You’ve probably heard that Alzheimer’s involves sticky protein clumps forming in the brain. But here’s what scientists have never been able to do, until now: watch it happen in real time.
A team at Oregon State University, led by chemistry professor Marilyn Rampersad Mackiewicz, has done exactly that. And what they saw could change how we design treatments for one of the most heartbreaking diseases on the planet.
The Hidden Culprit: Copper
One of Alzheimer’s key features is the buildup of a protein called amyloid-beta in the brain. These sticky clumps disrupt communication between brain cells, eventually leading to cell death. Scientists have known about this for years. What they didn’t know was exactly how the clumps form, step by step.

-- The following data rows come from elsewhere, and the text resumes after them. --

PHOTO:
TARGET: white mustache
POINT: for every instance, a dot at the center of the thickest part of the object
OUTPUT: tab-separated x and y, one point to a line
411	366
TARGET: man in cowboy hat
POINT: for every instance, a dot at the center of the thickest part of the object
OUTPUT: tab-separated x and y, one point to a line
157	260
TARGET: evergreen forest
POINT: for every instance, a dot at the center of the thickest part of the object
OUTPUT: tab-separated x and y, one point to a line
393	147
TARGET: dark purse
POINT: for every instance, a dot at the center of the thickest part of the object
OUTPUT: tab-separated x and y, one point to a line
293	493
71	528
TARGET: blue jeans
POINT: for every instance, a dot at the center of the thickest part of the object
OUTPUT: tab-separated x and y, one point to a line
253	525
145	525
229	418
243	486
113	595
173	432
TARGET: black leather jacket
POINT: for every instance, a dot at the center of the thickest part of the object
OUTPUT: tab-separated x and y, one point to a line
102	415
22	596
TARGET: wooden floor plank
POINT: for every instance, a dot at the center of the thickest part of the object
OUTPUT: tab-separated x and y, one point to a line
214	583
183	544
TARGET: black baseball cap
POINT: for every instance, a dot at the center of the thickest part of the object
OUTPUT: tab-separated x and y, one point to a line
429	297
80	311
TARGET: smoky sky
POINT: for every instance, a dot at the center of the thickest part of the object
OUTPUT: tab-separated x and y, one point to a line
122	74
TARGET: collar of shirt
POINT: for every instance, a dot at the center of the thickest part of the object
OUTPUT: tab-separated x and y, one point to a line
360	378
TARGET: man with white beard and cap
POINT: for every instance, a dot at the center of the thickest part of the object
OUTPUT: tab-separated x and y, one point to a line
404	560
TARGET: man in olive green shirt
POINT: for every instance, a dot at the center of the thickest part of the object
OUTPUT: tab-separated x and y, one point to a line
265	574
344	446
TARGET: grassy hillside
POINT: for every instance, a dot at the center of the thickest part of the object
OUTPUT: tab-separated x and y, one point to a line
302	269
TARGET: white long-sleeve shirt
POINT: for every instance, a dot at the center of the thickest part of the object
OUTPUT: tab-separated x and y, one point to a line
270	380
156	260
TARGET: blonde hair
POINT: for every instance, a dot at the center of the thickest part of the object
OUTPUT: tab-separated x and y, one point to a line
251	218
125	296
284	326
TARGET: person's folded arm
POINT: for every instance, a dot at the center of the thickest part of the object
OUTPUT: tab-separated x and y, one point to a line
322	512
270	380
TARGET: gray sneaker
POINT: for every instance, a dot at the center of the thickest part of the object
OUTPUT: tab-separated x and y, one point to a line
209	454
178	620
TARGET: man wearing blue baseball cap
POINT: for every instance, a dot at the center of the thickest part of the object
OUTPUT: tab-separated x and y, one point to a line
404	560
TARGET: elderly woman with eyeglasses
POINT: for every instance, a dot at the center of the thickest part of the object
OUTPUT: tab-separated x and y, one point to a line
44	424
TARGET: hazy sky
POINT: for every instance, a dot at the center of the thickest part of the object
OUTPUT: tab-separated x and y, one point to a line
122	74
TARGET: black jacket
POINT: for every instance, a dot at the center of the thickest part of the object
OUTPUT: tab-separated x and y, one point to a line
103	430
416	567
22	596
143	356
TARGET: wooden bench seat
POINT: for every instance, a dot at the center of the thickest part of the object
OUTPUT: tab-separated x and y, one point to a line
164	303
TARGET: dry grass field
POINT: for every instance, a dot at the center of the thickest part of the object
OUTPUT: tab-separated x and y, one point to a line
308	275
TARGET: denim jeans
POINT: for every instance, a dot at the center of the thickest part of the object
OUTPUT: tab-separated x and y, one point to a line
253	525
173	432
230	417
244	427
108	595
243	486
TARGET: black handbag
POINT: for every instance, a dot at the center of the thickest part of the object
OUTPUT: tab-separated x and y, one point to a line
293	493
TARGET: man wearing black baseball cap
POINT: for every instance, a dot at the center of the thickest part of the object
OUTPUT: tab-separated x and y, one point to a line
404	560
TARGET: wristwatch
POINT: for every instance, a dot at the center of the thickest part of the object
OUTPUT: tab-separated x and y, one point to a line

The OSU team used a specialized measurement technique to track how certain metals, especially copper, can trigger the clumping of amyloid-beta proteins second by second, in real time. This live, molecular-level view had never been achieved before.
Tiny Claws to the Rescue
The team didn’t stop at watching. They also tested molecules called chelators, compounds that act like tiny claws, grabbing onto metal ions. One chelator removed metals broadly, without distinguishing between helpful and harmful ones. But another showed a strong preference for selectively binding copper ions, thought to play a key role in Alzheimer’s-related protein buildup.
Here’s the remarkable part: when that copper was captured, the protein clumping didn’t just slow down. In the lab setting, it reversed.
Why This Matters
Many potential Alzheimer’s treatments have failed, partly because of an incomplete understanding of how amyloid-beta aggregation actually occurs. By seeing the process unfold live, and being able to measure exactly when and how it can be interrupted, researchers now have what Mackiewicz calls “a roadmap for creating more effective therapies.”
As she put it: “With the correct targeting, some of the brain damage might be reversible.”
Clinical treatments based on this work remain years away, but the shift this represents is significant. It moves the question from “does something work?” to “how does it work, and when?” and that’s exactly the kind of precision medicine needs.
Alzheimer’s affects tens of millions of families worldwide. Breakthroughs like this won’t make headlines the way a cure would, but they’re often the quiet, essential steps that get us there.